Polestar (PSNY) - Get Free Report plans to have a lineup of five EVs by 2026. The latest model that will begin production in the first quarter of 2024 is the Polestar 3 electric SUV, which is completing its development. The vehicle just finished two weeks of testing in extreme hot weather of up to 122 degrees in the desert of the United Arab Emirates to fine tune its climate system. The testing was completed in urban cities and the deserts around Dubai and Abu Dhabi.
“The Polestar 3 development and testing program is progressing well, and I expect production to start in Q1 2024. Polestar 3 is at the start of its journey and customers can now visit our retail locations around the world to see its great proportions and sit in its exclusive and innovative interior,” Polestar CEO Thomas Ingenlath said in a statement.
Polestar plans 4 new electric vehicles
Polestar 3, which will compete with Tesla's Model X, Model Y, BMW's iX xDrive50 and Mercedes-Benz, has a starting manufacturer's suggested retail price of $83,000, a range up to 300 miles and a charging time of 30 minutes. The company has further plans for the Polestar 4, an SUV coupé that will launch in phases in late 2023 and 2024, as well as a Polestar 5 electric four-door GT and a Polestar 6 electric roadster that the company says "are coming soon."

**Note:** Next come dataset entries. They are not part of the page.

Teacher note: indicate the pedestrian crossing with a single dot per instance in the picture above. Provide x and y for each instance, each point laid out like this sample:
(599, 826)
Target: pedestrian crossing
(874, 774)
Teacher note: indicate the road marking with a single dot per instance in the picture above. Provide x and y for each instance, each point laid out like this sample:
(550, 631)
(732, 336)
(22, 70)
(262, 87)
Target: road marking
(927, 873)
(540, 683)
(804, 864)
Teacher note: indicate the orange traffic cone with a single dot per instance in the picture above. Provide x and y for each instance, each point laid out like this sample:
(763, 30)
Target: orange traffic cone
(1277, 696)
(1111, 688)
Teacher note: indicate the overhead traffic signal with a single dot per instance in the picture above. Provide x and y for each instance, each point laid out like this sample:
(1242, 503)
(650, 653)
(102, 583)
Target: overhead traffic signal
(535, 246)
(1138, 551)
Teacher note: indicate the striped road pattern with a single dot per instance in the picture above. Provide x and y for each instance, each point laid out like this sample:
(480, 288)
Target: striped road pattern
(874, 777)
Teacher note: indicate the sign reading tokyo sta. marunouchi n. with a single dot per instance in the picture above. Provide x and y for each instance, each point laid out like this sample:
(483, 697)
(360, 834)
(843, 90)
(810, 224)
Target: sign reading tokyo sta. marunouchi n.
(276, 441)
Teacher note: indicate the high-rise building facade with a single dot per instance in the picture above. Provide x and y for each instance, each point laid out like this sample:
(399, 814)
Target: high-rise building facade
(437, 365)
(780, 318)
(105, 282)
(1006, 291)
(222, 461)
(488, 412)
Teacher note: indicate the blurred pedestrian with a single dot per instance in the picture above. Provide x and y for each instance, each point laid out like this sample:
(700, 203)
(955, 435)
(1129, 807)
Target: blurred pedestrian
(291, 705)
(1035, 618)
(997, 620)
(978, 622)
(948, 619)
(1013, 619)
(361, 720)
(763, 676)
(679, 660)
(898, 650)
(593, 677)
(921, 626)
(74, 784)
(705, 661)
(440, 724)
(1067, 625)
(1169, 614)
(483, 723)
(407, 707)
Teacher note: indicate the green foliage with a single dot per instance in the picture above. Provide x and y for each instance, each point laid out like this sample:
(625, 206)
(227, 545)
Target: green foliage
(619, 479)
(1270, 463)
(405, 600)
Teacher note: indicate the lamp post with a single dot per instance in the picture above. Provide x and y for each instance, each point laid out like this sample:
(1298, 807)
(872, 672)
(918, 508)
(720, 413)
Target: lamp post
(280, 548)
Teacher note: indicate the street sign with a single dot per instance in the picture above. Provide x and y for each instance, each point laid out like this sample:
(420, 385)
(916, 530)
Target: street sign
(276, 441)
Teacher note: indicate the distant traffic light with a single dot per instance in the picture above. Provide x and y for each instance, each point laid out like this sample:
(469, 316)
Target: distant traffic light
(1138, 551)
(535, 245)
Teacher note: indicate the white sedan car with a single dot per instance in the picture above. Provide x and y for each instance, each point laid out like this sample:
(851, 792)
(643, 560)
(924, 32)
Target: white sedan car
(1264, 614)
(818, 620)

The Swedish automaker's lone all-electric model on the market today is the Polestar 2 fastback, which has a manufacturer's suggested retail price of $49,900, a range up to 320 miles and a charging time of 28 minutes. The vehicle accelerates from 0-60 miles per hour in 4.1 seconds. Polestar 2 was unveiled in 2019 and delivered in Europe in July 2020 and the U.S. in December 2020.
Polestar 1, the company's first vehicle, was a plug-in hybrid that went into production in 2019 and was discontinued in late 2021, according to the Polestar website.
The Gothenburg, Sweden, company was established in 1996 and was sold to Geely affiliate Volvo in 2015.